We investigated the potential impact of clinically relevant depressive symptoms at baseline (Zung score ≥40 vs. <40 points) on the intervention effects on cognition, using mixed-effects regression model with the best model fit approach. Analyses were initiated with a theoretical full path model, including group × time, group × Zung, time × Zung, and group × time × Zung interactions. The best-fitting models were selected constraining parameters as equal between groups, and each model was compared with the full model using the likelihood ratio test. Bayesian information criterion (BIC) was used to select the best-fitting model. Analyses were adjusted for age, sex, education, trial site, antidepressant use, and healthy lifestyle change index, and were conducted using Stata software for Windows, version 14 (StataCorp, College Station, TX, USA).

3. Results

Baseline depressive symptom data were available for 1125 (89.3%) participants. Participants with missing Zung score data included more women and individuals living alone, had a higher body mass index, consumed alcohol less often and fish more often, and had poorer executive functioning compared with participants with available data (Table 1). Baseline demographic, vascular and lifestyle factors, medical history, and cognitive performance were not significantly different between the intervention and control groups (Table S1 in Supplementary material).

Table 1.

Comparison of baseline characteristics between people with and without Zung data at baseline.
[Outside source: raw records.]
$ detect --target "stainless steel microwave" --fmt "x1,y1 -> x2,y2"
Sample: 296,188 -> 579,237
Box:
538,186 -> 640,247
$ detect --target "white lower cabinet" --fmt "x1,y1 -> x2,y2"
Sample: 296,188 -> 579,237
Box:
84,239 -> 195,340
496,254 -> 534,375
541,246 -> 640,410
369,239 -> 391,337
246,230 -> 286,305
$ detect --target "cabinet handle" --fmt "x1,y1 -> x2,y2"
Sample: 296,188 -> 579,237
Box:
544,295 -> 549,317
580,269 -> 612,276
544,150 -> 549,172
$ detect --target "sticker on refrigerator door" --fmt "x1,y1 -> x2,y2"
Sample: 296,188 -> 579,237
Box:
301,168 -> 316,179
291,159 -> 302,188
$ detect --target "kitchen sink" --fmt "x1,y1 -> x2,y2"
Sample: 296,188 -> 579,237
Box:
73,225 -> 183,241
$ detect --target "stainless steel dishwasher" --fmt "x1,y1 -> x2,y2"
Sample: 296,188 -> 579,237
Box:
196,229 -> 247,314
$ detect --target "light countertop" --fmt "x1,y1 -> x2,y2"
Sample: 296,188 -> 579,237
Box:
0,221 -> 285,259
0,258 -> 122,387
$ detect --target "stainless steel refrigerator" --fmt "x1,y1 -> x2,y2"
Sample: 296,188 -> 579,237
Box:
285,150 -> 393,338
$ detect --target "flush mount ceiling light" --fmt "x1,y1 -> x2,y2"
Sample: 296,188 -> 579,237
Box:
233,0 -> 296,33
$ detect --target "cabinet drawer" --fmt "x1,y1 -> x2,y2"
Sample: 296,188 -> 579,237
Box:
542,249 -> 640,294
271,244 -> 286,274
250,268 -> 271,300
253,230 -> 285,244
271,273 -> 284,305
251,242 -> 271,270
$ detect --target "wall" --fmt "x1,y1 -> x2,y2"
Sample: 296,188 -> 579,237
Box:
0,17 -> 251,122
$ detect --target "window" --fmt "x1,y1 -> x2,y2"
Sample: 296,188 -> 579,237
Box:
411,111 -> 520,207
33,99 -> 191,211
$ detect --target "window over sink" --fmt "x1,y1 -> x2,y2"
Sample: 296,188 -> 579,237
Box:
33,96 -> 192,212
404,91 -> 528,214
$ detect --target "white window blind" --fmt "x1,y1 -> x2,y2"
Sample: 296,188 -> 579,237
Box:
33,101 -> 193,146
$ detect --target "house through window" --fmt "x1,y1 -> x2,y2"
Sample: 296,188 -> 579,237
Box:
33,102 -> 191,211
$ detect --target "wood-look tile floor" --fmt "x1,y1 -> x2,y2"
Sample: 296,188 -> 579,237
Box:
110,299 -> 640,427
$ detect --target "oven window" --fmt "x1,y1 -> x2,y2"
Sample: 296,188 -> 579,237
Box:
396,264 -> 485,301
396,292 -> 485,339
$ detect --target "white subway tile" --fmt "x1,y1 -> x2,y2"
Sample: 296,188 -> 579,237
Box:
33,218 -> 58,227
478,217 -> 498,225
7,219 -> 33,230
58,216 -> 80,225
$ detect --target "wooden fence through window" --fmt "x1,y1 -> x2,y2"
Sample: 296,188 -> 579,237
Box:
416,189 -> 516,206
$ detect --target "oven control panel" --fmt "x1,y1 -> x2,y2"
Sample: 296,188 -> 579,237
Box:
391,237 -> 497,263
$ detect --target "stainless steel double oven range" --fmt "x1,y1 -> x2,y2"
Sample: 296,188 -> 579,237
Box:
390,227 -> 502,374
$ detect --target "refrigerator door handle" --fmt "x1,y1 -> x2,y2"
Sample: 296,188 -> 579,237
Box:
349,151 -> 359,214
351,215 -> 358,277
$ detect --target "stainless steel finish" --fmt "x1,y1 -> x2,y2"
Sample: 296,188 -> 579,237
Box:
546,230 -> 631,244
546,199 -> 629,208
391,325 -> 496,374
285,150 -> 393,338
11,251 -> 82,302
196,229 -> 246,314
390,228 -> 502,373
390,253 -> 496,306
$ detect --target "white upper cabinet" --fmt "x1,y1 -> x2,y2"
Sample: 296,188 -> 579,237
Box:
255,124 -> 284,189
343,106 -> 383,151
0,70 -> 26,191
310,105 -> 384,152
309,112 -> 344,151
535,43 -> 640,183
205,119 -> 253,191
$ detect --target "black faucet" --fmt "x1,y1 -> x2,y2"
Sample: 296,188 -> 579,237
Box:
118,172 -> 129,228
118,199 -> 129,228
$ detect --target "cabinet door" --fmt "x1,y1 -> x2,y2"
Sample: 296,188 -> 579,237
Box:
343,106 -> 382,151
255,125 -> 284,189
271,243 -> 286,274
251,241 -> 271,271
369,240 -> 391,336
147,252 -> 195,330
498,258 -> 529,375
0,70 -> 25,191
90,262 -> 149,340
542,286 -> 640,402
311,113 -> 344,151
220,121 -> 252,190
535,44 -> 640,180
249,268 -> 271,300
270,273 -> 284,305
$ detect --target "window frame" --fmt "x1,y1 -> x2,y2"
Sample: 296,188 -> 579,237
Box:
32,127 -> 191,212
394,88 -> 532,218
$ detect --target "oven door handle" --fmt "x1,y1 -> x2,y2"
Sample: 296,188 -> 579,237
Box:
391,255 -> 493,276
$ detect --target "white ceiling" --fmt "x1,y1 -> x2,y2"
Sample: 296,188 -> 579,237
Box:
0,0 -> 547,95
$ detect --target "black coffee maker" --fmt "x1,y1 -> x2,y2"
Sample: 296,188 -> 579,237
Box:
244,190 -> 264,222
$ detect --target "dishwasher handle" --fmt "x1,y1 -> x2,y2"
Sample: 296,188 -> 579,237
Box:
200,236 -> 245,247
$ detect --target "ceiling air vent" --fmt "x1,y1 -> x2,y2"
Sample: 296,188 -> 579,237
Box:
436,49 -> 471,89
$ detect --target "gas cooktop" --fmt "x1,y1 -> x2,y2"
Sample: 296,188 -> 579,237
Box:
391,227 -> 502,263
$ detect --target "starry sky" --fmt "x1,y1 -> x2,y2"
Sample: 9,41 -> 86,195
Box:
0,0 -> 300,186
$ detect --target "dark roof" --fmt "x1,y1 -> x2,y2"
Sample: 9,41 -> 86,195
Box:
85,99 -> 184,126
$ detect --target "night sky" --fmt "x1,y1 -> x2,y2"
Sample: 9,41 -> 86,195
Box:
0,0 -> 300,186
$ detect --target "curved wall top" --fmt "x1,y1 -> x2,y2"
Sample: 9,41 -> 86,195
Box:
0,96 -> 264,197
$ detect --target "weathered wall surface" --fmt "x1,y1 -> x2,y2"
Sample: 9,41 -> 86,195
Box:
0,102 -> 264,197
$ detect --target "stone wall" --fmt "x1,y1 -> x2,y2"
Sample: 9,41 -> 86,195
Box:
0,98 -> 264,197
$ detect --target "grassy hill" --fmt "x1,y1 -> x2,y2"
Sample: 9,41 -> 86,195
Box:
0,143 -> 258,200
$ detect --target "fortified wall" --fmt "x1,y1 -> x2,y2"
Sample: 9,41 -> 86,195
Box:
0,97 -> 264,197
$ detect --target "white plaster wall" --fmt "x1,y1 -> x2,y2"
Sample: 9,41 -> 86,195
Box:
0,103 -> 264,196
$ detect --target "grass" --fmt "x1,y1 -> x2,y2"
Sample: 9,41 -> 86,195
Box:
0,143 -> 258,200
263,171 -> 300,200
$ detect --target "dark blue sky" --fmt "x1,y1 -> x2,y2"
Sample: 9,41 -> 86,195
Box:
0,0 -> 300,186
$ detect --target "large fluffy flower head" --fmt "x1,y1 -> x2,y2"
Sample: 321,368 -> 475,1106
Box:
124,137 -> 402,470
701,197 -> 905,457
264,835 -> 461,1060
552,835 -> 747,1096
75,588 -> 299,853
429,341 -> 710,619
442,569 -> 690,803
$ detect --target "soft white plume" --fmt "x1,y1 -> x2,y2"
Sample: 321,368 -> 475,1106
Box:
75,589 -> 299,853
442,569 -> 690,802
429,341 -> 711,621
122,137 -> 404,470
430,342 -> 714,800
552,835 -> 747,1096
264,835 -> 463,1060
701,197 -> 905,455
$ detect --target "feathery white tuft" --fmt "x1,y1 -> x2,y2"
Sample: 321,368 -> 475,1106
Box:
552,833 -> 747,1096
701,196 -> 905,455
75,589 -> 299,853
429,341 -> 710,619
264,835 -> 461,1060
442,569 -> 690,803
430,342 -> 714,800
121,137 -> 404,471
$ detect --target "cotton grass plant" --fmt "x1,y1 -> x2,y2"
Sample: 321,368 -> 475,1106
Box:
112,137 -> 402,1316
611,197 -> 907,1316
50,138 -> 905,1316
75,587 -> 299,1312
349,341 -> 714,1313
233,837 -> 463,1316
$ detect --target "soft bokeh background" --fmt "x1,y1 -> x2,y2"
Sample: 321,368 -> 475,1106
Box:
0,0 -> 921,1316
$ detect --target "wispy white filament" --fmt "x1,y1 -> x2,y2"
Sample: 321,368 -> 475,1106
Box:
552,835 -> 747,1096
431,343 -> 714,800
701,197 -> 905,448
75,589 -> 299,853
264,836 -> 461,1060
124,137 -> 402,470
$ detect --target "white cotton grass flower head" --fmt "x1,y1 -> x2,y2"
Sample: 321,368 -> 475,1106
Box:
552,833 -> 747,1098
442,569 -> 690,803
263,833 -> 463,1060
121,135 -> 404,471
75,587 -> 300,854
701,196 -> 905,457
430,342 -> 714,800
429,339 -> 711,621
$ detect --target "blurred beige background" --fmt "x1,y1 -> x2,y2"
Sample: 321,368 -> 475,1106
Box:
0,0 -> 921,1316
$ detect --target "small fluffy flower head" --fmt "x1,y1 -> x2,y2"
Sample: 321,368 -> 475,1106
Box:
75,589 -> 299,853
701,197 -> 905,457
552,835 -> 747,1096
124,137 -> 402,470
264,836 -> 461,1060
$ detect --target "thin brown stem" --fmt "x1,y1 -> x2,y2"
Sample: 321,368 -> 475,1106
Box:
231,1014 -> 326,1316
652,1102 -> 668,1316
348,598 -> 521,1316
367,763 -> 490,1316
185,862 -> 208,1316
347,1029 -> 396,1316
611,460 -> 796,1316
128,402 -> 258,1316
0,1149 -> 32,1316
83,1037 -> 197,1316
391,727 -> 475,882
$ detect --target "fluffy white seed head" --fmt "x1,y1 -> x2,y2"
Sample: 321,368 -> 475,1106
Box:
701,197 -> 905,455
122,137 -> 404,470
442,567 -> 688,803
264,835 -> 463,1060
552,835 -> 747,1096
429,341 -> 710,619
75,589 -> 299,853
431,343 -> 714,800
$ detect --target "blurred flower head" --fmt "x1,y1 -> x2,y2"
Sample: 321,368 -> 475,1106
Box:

n (Available /Missing) Zung Data Available Zung Data Missing p-Value 1
Demographic characteristics
Age (years) 1125/134 69.2 (4.7) 69.9 (4.9) 0.13
Sex: number of women 1125/134 502 (45%) 85 (63%) <0.001
Education (years) 1124/133 10.0 (3.5) 9.4 (3.1) 0.14
Married/cohabiting 1125/133 848 (75%) 86 (65%) 0.008
Vascular factors
Systolic blood pressure (mmHg) 1117/133 140 (16.4) 141 (14.5) 0.51
Diastolic blood pressure (mmHg) 1117/133 80 (9.5) 81 (8.9) 0.52
Serum total cholesterol (mmol/L) 1120/134 5.1 (1.0) 5.2 (1.0) 0.29
Fasting plasma glucose (mmol/L) 1122/134 6.1 (0.9) 6.0 (1.0) 0.23
2 h oral glucose tolerance test (mmol/L) 972/112 7.0 (2.2) 7.2 (2.3) 0.39
Body-Mass Index (kg/m2) 1115/133 28.1 (4.7) 29.1 (4.5) 0.010
Waist circumference (cm) 1116/133 98.2 (12.5) 99.1 (12.1) 0.40
Lifestyle factors
Physically active ≥2/week 1117/129 793 (71%) 89 (69%) 0.64
Current smokers 1123/131 104 (9%) 10 (8%) 0.54
Alcohol drinking ≥1/week 1120/131 515 (46%) 41 (31%) 0.001
Fish intake ≥2/week 1122/130 576 (51%) 79 (61%) 0.042
Daily vegetable intake 1124/132 698 (62%) 77 (58%) 0.40
Self-reported medical conditions
Hypertension 1118/133 733 (66%) 98 (74%) 0.061
Hypercholesterolemia 1115/134 749 (67%) 90 (67%) 1.00
Diabetes 1119/134 147 (13%) 21 (16%) 0.42
History of myocardial infarction 1119/134 60 (5%) 4 (3%) 0.24
History of stroke 1116/134 59 (5%) 9 (7%) 0.49
Antidepressant use 1125/134 62 (6%) 12 (9%) 0.11
Cognition
Global cognition (mNTB) 1124/134 0.003 (0.57) −0.08 (0.60) 0.099
Executive functioning (mNTB) 1123/134 0.002 (0.68) −0.15 (0.66) 0.017
Memory (mNTB) 1124/134 0.0005 (0.67) −0.02 (0.71) 0.52
Processing speed (mNTB) 1124/134 0.01 (0.81) −0.11 (0.89) 0.17
Mini Mental State Examination 1122/134 26.8 (2.0) 26.6 (2.0) 0.48

Note: Data are presented as mean (SD) for continuous variables and as n (%) for categorical variables. mNTB, modified Neuropsychological Test Battery. 1 p-values < 0.05 are in bold.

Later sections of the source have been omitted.